The two greatest events of my lifetime have been the fall of the Wall and the moon landings. Both, in their own way the triumph of people (and I include Gorby) over seemingly insurmountable odds. 1946 to whenever I shuffle off I doubt that I will witness anything greater.

Adolf Fiinkensein said...

Roj's beloved 'people power' seems not to have achieved much in Venezuela either..

Tom Hunter said...

I forgot to address this bit of Roj's argument....
Maybe Reagan decided against giving a speech in Tiananmen Square, although that would have been far braver and a true mark of his commitment to freedom. So why didn't he?

Ummm.... this is a serious question rather than just another free-form rant?

Ok - I'll treat it as the former and answer it.

As you point out, West Berlin was controlled by a nation allied to the USA - West Germany. So naturally they could give Reagan a platform to speak and gladly did so.

Whereas - Fun Fact here - Tiananmen Square was controlled by the Chinese Communist Party, and I don't think they'd have had any interest in allowing Mr Reagan giving a speech like that in 1987 or 1989 or ever!
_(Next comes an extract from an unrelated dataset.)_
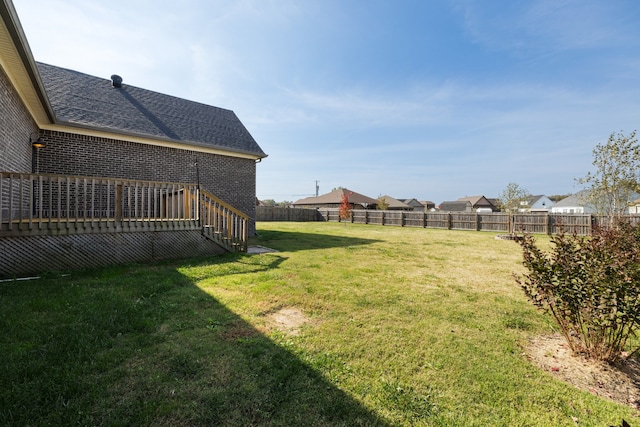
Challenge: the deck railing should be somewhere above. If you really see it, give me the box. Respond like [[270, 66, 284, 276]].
[[0, 172, 248, 251]]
That answer your question?

RosscoWlg said...

Especially for Roojie

"Every Socialist utopia is only 1 more execution away from perfection."

Unattributed but someone must have said it

Anonymous said...

Another good post thanks Tom.

We were in London at the time. As you said we couldn’t believe the wall was coming down. When we visited Berlin in July 1990 we went to see the remains of the wall, but there was nothing but grass. The wall had been removed. As you say something we had grown up with and considered solid, Just gone. It was a heady time.

Sadly it wasn’t the outbreak of peace we all hoped for. Whilst touring Europe we watched media coverage of the build up to the first Gulf war.

Paranormal

Anonymous said...

Another good post Tom, and a very positive one, however, the events you have mentioned were unfortunately an exception, rather than the rule.
One mustn't forget the tens of millions of civilians killed by the Governments of Stalin, Mao, and Hitler, etc, otherwise we have learned nothing.

Oddball

Tom Hunter said...

Thanks folks

I didn't get to visit Europe until 1994 and when we went to Berln all that saw of the Wall was the preserved Checkpoint Charlie crossing - with a golden Statue of Liberty beside it. We heard that you could find bits of the still-intact wall around the city if you looked but we didn't have the time.

And apparently there are pieces all over the world now, including around Germany, but I can't seem to find any that are on their original site.